Prof. Erçıkan vazgeçmiyor
Adı "Yolsuzlukla mücadele adamı"na çıkan Prof. Celal Erçıkan, Cumhurbaşkanlığı
başta olmak üzere devletin zirvesini tüm bildiklerinden haberdar etti. Erçıkan,
son olarak Sezer'in 3 Temmuz'da YÖK üyelerini Çankaya'ya daveti nedeniyle
"devletin zirvesine" bir ihbar mektubu gönderdi. Mektubuna, Danıştay 1.

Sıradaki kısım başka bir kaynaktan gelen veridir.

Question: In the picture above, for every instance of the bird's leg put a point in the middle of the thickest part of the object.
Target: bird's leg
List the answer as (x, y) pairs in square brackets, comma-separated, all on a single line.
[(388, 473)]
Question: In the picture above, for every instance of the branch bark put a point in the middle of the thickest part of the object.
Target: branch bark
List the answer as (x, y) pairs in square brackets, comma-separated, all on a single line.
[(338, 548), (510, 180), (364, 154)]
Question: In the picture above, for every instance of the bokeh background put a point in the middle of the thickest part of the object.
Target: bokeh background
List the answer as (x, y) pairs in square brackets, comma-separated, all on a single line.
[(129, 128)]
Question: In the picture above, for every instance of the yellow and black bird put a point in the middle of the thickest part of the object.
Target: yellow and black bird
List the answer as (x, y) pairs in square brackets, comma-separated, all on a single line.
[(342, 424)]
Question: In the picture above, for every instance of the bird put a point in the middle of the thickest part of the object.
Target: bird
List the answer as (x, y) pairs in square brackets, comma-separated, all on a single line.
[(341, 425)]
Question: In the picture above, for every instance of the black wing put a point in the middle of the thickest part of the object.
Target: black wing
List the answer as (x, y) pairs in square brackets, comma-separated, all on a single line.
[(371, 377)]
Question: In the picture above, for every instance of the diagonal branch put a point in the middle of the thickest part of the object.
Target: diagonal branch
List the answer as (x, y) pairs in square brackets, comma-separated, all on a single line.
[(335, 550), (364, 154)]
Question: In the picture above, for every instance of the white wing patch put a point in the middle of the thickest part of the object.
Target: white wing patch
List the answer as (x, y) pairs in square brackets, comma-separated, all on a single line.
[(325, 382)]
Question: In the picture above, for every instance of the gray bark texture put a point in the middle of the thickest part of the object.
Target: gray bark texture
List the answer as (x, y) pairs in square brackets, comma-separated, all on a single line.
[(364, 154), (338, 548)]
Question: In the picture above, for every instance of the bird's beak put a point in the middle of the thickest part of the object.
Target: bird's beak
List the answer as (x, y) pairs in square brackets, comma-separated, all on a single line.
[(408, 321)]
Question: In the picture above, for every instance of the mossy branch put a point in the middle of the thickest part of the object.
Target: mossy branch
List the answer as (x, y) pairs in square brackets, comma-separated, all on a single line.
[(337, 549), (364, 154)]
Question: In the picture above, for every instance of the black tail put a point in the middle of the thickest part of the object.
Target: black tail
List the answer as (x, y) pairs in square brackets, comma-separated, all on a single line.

Dairesi'nin verdiği kararı ve muhalefet şerhini de ekleyen Erçıkan, "Memleket
yalnız adalet ile ebedileşir ve adaletsizlikle yıkılır. Haktan adaletten
ayrılmadıkça hiçbir kavim zeval bulmaz" diye yazdı.
Yargılanması engelleniyor
Prof. Dr. Tahsin Yeşildere, Alemdaroğlu'nun kendisi hakkında, "Eğitim ve
araştırma yeteneği yok" diye olumsuz sicil verdiğini, üniversitede bir bilimsel
demeç vermesi nedeniyle "üniversitenin yerini izinsiz kullanmak" gerekçesiyle
hakkında soruşturma açtığını, "üniversiteyi bilimsel yönden temsil edemez"
gerekçesiyle yurtdışındaki bir davete katılmasına izin verilmediğini, ayrıca
internet bağlantısının kesildiğini hatırlatarak, bu 4 konudan da idare
mahkemesine dava açıp, kazandığını anlattı. Prof. Yeşildere, "Veteriner
Fakültesi'nden emekli olduktan sonra internetimiz açıldı. Tüm davaları kazandım.
Ancak, Alemdaroğlu'nun verdiği cezalar dosyamdan düşmedi. YÖK dokunulmaz bir
konum halini almıştır. Alemdaroğlu'nun adalet karşısına çıkmasını engellemiştir.
YÖK savcılığa soruşturma izni vermemesinin gerekçesini açıklamalıdır" dedi.